US-Iran Tensions Escalate Amid Geopolitical Brinkmanship and Resource Colonialism in Strait of Hormuz
Original framing: “US-Iran Involved in Game of Chicken, Sanders Says” — Bloomberg
The original framing omits the 1951 nationalization of Iran's oil industry and the 1953 CIA-backed coup that installed the Shah, the 1980-1988 Iran-Iraq War where the US backed Saddam Hussein while selling arms to Iran, the 2015 JCPOA's collapse due to US withdrawal, and Iran's historical claims to Strait of Hormuz sovereignty under the 1982 UN Convention on the Law of the Sea. It also excludes indigenous maritime knowledge from Gulf Arab and Iranian coastal communities who have navigated these waters for millennia, as well as the role of sanctions in exacerbating food and medicine shortages in Iran.
Medium structural omission detected in mainstream coverage.

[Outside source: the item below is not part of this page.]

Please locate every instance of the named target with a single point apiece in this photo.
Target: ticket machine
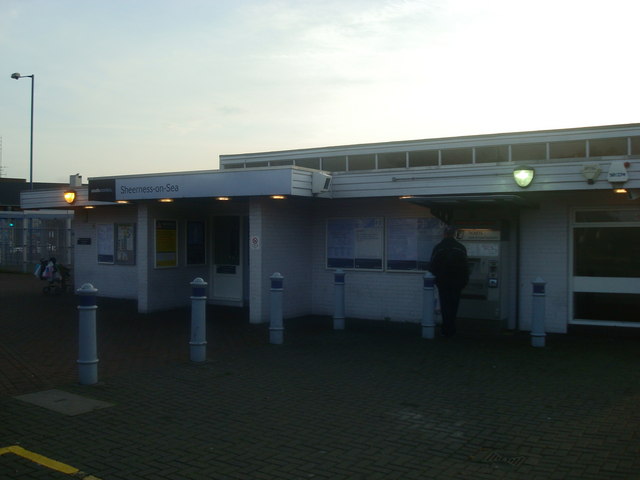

The narrative is produced by Bloomberg Intelligence, a financial data arm of a corporation embedded in neoliberal market frameworks that prioritize energy security for Western consumers over regional sovereignty. It serves the interests of fossil fuel-dependent economies and defense contractors who benefit from perpetual crisis framing, while obscuring the historical agency of Iran as a post-colonial state resisting unilateral resource control. The 'game of chicken' metaphor depoliticizes structural violence by framing conflict as a strategic game rather than a legacy of imperial extraction.
The Strait of Hormuz has been a contested space since the Achaemenid Empire (6th century BCE), with Portuguese, British, and American powers successively imposing maritime control through treaties like the 1856 Anglo-Persian Treaty and the 1950s 'Treaty of Perpetual Peace' with Oman. The 1980s 'Tanker War' during the Iran-Iraq War demonstrated how superpowers weaponize maritime choke points, with the US reflagging Kuwaiti tankers and Iran targeting them in retaliation. The 2003 US invasion of Iraq and subsequent destabilization of the region created conditions for Iran's asymmetric naval expansion, a direct response to perceived encirclement.
The escalating US-Iran tensions over the Strait of Hormuz are not merely a 'game of chicken' but a symptom of a 70-year-old imperial resource control system, where the 1953 coup, the 1980s Tanker War, and the 2015 JCPOA collapse form a continuous thread of Western intervention in Iran's sovereignty.